The study is titled, “26S proteasome dysfunction and cognitive impairment caused by aggregated tau accumulation can be attenuated by PKA-mediated phosphorylation of proteasomes.” The other contributors are: Catherine L. Clelland (CUMC), Sheina Emrani (CUMC), Nikolay V. Kukushkin (Harvard Medical School, Boston, MA), Li Liu (CUMC), Yvette H. Figueroa (CUMC), and Wai Haung Yu (CUMC).
The study was supported by grants from the National Institute of Neurological Disorders and Stroke (NS074593), the CurePSP Foundation, the National Institute of General Medical Sciences (GM051923), the Fidelity Biosciences Research Initiative, and the Multiple Myeloma Research Foundation.
The researchers declare no financial or other conflicts of interest.
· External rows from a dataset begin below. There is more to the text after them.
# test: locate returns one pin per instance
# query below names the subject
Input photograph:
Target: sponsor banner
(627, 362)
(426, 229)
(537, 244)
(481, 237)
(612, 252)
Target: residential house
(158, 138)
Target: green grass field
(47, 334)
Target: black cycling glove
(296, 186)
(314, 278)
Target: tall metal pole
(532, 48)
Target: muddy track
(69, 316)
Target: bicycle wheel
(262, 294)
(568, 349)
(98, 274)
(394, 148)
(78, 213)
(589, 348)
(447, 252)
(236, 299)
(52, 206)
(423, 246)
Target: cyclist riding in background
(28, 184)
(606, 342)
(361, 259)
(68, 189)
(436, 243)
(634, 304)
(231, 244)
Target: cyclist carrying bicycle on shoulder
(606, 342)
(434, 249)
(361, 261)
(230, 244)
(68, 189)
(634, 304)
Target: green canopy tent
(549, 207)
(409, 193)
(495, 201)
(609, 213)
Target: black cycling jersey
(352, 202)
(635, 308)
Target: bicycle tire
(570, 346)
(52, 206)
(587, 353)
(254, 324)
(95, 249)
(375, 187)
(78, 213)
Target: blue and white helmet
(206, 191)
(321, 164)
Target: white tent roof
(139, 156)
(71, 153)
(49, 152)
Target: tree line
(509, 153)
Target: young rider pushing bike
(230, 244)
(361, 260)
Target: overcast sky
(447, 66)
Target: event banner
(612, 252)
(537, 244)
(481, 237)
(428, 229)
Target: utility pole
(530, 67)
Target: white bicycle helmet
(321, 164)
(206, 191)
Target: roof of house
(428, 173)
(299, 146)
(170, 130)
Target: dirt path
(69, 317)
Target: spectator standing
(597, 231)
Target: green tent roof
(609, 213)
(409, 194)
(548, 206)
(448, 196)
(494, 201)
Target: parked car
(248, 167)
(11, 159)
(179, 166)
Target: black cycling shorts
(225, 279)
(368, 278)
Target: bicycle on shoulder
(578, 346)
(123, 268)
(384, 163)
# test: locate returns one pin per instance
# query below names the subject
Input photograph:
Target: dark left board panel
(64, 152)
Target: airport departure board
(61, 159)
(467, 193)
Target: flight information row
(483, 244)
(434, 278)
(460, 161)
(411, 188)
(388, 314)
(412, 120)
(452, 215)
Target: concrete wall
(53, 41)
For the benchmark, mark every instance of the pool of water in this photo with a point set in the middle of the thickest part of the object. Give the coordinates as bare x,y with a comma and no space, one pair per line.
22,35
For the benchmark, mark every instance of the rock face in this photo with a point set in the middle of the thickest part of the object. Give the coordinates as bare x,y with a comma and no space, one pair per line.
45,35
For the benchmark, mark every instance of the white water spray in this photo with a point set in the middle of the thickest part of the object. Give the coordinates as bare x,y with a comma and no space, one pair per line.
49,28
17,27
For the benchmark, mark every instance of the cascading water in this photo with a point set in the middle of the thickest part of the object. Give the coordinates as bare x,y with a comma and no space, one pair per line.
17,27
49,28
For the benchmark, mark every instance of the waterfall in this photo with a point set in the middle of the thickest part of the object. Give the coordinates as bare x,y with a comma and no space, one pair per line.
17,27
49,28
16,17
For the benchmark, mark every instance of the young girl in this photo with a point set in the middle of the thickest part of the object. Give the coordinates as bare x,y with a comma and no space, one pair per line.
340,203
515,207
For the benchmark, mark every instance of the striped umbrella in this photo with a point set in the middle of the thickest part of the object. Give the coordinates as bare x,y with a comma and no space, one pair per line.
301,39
The Taub Institute for Research on Alzheimer’s Disease and the Aging Brain at Columbia University Medical Center is a multidisciplinary group that has forged links between researchers and clinicians to uncover the causes of Alzheimer’s, Parkinson’s, and other age-related brain diseases and to discover ways to prevent and cure these diseases. It has partnered with the Gertrude H. Sergievsky Center at Columbia University Medical Center, which was established by an endowment in 1977 to focus on diseases of the nervous system, and with the Departments of Pathology & Cell Biology and of Neurology to allow the seamless integration of genetic analysis, molecular and cellular studies, and clinical investigation to explore all phases of diseases of the nervous system.
Columbia University Medical Center provides international leadership in basic, preclinical, and clinical research; medical and health sciences education; and patient care. The medical center trains future leaders and includes the dedicated work of many physicians, scientists, public health professionals, dentists, and nurses at the College of Physicians and Surgeons, the Mailman School of Public Health, the College of Dental Medicine, the School of Nursing, the biomedical departments of the Graduate School of Arts and Sciences, and allied research centers and institutions. Columbia University Medical Center is home to the largest medical research enterprise in New York City and State and one of the largest faculty medical practices in the Northeast.